Quant à Werner Herzog — dont on a pu voir aussi un film vieux de neuf ans, plus documentaire que fiction, Le pays du silence et de l'obscurité, une incursion au pays des sourds-aveugles —, il s'est curieusement consacré, cette année, à un classique du théâtre (et de l'opéra) germanique : Woyzeck. Une œuvre à la fois austère et lyrique, dominée par l'interprétation d'un Klaus Kinski plus grimaçant que jamais.

Divers

Avec la présence, dans la compétition officielle à Cannes, de l'Inde, des Philippines, du Brésil, de l'Australie et, plus coutumier du fait, du Japon, certains ont voulu voir l'amorce d'un renversement de tendance au profit des pays non occidentaux. Peut-être un jour... Mais on en est encore loin.

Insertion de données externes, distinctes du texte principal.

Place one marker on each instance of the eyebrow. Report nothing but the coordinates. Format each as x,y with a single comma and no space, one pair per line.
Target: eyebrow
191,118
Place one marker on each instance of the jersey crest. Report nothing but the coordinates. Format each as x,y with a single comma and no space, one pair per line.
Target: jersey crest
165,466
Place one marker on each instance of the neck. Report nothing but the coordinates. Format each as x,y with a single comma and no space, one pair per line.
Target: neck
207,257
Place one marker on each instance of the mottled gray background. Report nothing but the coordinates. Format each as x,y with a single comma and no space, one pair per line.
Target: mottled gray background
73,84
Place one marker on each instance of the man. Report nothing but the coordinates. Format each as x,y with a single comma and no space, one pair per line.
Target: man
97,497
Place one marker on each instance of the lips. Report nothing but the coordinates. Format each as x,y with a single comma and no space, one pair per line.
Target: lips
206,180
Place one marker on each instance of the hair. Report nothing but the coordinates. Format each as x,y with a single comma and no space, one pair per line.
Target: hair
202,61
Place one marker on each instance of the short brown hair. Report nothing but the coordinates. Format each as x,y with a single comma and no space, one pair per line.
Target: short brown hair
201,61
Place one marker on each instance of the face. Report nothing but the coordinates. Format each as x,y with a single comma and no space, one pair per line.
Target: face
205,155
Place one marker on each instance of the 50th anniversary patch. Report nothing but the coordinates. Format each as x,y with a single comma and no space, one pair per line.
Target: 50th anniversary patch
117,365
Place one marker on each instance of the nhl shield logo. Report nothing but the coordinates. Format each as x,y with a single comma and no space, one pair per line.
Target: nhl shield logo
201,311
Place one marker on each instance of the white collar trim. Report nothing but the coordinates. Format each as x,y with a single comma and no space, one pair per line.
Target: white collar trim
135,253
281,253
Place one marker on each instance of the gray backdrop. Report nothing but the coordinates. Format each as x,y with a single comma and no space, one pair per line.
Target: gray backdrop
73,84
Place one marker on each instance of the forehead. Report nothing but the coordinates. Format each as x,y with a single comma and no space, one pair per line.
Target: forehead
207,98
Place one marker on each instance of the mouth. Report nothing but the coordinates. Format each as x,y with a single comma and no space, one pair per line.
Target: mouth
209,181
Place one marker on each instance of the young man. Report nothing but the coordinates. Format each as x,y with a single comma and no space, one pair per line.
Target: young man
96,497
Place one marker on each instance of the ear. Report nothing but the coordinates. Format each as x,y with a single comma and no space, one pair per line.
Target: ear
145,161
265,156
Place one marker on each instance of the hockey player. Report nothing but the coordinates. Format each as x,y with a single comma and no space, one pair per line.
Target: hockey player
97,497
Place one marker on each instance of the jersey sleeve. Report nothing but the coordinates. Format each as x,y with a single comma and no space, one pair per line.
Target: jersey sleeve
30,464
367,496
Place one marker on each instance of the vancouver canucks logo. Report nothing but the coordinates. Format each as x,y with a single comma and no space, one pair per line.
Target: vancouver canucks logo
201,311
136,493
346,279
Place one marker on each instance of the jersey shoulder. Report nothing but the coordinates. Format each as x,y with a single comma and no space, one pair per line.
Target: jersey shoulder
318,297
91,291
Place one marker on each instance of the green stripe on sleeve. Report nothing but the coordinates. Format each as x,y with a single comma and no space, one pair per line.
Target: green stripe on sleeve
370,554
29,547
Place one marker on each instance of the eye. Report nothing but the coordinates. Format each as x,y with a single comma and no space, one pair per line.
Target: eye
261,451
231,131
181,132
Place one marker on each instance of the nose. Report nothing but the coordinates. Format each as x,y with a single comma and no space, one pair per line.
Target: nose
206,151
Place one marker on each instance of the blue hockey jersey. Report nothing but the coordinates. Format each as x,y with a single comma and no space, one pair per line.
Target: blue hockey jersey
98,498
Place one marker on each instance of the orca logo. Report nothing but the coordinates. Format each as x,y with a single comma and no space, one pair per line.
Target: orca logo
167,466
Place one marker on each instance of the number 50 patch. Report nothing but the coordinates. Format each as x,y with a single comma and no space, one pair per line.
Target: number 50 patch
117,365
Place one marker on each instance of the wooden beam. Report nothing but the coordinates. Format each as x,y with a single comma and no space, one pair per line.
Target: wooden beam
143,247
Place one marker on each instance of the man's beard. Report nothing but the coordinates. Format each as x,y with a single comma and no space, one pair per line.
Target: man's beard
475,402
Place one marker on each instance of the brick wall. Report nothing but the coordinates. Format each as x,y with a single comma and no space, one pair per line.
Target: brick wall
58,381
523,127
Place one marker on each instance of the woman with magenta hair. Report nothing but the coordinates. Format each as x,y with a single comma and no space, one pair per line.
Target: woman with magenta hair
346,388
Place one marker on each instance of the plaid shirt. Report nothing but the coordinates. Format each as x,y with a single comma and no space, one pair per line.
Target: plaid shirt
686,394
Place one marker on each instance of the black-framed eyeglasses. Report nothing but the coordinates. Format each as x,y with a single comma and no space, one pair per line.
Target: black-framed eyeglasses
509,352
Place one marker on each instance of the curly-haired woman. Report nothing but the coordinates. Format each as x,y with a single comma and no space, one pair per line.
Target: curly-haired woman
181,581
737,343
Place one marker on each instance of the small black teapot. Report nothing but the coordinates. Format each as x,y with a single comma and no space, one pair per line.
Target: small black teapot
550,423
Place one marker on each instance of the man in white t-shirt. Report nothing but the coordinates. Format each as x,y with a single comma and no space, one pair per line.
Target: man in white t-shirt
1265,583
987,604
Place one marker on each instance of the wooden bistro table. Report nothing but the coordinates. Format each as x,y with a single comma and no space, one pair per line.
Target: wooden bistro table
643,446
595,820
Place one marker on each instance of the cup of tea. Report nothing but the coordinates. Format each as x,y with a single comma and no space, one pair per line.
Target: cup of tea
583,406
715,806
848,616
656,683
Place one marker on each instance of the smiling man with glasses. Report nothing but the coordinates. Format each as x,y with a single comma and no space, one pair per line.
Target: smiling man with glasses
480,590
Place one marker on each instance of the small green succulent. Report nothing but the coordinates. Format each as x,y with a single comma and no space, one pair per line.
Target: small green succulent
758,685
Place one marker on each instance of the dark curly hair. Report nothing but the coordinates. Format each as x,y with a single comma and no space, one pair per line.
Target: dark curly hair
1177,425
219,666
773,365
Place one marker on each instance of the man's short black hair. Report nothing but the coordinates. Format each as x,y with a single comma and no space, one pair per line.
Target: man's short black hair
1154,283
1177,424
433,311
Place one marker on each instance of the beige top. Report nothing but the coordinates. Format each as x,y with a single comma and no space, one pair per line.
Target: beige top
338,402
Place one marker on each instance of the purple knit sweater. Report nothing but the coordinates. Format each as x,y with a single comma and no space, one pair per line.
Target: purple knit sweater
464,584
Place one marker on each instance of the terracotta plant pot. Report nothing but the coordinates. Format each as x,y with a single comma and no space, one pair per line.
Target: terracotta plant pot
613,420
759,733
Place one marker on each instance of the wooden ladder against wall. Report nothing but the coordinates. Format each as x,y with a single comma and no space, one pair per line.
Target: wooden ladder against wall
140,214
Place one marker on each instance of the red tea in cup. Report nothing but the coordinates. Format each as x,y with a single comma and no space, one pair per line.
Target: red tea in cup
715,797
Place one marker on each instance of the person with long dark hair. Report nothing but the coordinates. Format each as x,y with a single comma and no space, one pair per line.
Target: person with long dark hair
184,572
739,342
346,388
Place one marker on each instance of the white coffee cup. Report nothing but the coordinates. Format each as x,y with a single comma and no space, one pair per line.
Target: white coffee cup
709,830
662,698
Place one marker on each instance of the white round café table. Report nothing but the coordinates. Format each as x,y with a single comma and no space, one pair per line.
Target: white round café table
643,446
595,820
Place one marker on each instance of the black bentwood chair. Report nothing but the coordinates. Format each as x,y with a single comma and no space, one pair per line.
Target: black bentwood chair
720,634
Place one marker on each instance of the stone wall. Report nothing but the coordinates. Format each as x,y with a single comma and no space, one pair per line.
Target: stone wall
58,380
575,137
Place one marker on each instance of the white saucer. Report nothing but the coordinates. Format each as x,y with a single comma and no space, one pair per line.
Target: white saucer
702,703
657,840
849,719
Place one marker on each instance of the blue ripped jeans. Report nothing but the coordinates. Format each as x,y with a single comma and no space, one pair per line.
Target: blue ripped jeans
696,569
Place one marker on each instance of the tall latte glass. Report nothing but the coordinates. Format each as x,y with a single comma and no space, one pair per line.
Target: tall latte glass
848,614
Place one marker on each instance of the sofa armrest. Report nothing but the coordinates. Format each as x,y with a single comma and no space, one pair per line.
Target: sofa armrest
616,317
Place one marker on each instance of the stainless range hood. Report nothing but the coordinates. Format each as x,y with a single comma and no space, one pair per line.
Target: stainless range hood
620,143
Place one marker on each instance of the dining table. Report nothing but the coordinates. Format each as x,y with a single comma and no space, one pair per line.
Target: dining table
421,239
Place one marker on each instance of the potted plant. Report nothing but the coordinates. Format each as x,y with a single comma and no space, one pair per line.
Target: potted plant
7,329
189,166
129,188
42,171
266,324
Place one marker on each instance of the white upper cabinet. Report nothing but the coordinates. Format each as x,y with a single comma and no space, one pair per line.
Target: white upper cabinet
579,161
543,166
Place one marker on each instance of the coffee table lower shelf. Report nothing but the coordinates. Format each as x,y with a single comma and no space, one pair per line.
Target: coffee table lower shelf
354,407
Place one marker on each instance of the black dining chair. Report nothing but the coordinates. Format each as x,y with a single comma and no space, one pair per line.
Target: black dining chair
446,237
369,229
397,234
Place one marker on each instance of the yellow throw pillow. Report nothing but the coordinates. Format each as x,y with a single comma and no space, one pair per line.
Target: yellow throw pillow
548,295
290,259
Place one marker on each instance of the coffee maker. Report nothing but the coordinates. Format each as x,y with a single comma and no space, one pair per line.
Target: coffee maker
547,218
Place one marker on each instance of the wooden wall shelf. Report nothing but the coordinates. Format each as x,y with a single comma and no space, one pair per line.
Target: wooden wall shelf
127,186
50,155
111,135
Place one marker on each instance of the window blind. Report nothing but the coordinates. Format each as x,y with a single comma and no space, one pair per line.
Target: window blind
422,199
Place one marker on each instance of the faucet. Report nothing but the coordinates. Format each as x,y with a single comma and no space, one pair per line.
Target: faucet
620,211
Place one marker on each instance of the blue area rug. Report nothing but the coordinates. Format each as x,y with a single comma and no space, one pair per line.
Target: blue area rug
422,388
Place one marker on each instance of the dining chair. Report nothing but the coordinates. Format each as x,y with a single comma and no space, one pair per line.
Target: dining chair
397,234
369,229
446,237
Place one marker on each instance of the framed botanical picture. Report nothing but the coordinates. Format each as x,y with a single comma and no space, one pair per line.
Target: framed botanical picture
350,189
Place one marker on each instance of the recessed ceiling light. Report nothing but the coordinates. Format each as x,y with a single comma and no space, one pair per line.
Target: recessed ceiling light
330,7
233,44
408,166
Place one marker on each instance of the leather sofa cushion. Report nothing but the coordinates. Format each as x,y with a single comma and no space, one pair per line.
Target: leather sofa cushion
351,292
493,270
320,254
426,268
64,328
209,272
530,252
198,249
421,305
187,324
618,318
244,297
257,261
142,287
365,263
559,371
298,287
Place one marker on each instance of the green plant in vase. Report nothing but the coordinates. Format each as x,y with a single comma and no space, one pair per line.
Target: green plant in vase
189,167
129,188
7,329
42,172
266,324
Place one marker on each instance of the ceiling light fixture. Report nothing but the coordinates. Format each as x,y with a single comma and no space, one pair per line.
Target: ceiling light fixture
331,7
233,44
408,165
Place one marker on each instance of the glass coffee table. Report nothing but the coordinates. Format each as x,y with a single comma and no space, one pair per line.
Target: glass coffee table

Restons en Europe, avec, d'abord, la Grande-Bretagne, relativement plus présente cette année que d'habitude. Deux de ses films ont attiré l'attention : Black Jack, de Ken Loach, ou les aventures d'un jeune garçon et de son brutal mentor sur les routes de l'Angleterre encore presque moyenâgeuse, au secours d'une enfant que l'on enferme chez les fous. Un très joli film, original et sensible, que le public a trop ignoré. Et Les Européens, d'après un roman de Henry James, rencontre du Vieux et du Nouveau Monde dans la splendeur de l'été indien de la Nouvelle-Angleterre. Avec une loufoque Vie de Brian, pastiche insolent de celle du Christ, des Monty Python, un film sur le rock, Quadrophenia, de Frank Roddam (sur la mode des Who) et l'étrange Rencontre avec des hommes remarquables (dont le mage Gurdjeff) de Peter Brook, la Grande-Bretagne, dont le cinéma reste presque inexistant, a fait, cette année, un peu plus parler d'elle.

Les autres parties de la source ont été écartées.